Душа вдруг незаметно перенеслась в мир сновидений. Все тихо вернулось к тому, что было. Мы вдвоем с Сакурой. Я обнял девушку и вошел в нее.
Не хочу больше, чтобы меня дурачили. Не хочу продолжения хаоса. Я уже убил отца. С матерью такое сделал. А теперь еще и с сестрой. Если я в самом деле проклят, нечего дергаться, сопротивляться. Пусть все кончается поскорее, раз так запрограммировано. Надо быстро стряхнуть с плеч эту тяжесть и жить дальше так, чтобы не зависеть от чьего-то умысла. Самому по себе. Вот чего мне хочется. И я извергаюсь в нее.
– Ты не должен был этого делать, даже во сне, – говорит мне парень по прозвищу Ворона.
Он здесь, рядом, у меня за спиной. Со мной вместе идет по лесу.
– Я очень старался тебя остановить. Ты должен был это понять. Услышать меня. Но не услышал. А просто лез напролом.
Не отвечая и не оборачиваясь, я молча шел вперед.
– Думал, сможешь так избавиться от своего проклятия? Да? Ну и как? Получилось? – спрашивает Ворона.
Ну и как? Получилось? Убил отца, с матерью сотворил такое, а теперь и с сестрой. В общем, исполнил Пророчество полностью. Хотел, чтобы действие отцовского проклятия кончилось. Но ничего не кончилось. Ни от чего ты не избавился. Проклятие жжет тебя еще сильнее. И ты это понимаешь. Оно по-прежнему сидит в твоих генах. Стало твоим дыханием, оседлало ветер и разлетается на его крыльях по миру во все стороны. Мрачный хаос в душе никуда не делся. Так же, как охватившие тебя страх, гнев, тревога. Они по-прежнему живут, безжалостно терзая твое сердце.

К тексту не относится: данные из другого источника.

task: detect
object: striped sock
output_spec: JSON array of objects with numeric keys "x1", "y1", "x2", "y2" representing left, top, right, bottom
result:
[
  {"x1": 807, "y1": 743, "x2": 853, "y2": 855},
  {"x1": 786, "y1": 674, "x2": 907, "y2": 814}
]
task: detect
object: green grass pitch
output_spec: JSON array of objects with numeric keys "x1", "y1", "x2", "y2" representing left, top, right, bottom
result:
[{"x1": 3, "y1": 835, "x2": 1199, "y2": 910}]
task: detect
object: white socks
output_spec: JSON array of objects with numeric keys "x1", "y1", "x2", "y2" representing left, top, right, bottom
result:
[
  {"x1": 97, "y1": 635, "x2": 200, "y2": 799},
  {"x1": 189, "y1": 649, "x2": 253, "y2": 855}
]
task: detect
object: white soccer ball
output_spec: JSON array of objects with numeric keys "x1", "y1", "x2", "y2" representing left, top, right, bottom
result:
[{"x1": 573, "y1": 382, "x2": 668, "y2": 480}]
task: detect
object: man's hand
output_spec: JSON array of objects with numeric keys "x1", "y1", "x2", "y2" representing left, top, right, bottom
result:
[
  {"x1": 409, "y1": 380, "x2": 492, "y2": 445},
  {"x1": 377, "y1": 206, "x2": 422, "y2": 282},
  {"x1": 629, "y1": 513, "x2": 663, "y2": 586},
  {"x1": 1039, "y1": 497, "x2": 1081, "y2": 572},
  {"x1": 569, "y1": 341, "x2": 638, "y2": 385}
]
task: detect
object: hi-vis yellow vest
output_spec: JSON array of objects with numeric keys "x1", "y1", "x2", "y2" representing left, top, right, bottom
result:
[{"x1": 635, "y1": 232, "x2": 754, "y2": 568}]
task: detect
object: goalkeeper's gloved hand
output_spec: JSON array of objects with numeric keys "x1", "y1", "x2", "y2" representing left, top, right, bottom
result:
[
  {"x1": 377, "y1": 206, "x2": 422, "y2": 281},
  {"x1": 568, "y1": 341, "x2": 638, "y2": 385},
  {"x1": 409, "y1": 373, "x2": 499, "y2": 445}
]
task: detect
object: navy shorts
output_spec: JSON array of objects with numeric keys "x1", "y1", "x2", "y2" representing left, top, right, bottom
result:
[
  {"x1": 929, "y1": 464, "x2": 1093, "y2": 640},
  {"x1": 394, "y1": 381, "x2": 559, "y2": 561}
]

– Знаешь, не бывает таких сражений, которыми можно закончить войну, – говорит Ворона. – Война зреет изнутри. Растет, с чмоканьем высасывая кровь, которая льется, когда люди убивают друг друга, выгрызает изуродованную плоть. Война – своего рода совершенное живое существо. Ты должен это знать.
– Сестра… – выдыхаю я.
Я не должен был так поступать с Сакурой. Даже во сне.
– Что же мне делать? – спрашиваю я, глядя в землю перед собой.
– Да-а… Наверное, надо преодолеть страх и злость, что сидят внутри тебя, – говорит Ворона. – Пустить туда яркий свет, растопить застывший уголок сердца. Это будет по-настоящему круто. Вот тогда ты и станешь самым крутым пятнадцатилетним парнем на свете. Понимаешь? Еще не поздно. Ты вновь обретешь себя, если прямо сейчас возьмешься за дело. Напряги мозги, подумай. Думай, что делать. Ты же не дурак. Ты же сообразительный.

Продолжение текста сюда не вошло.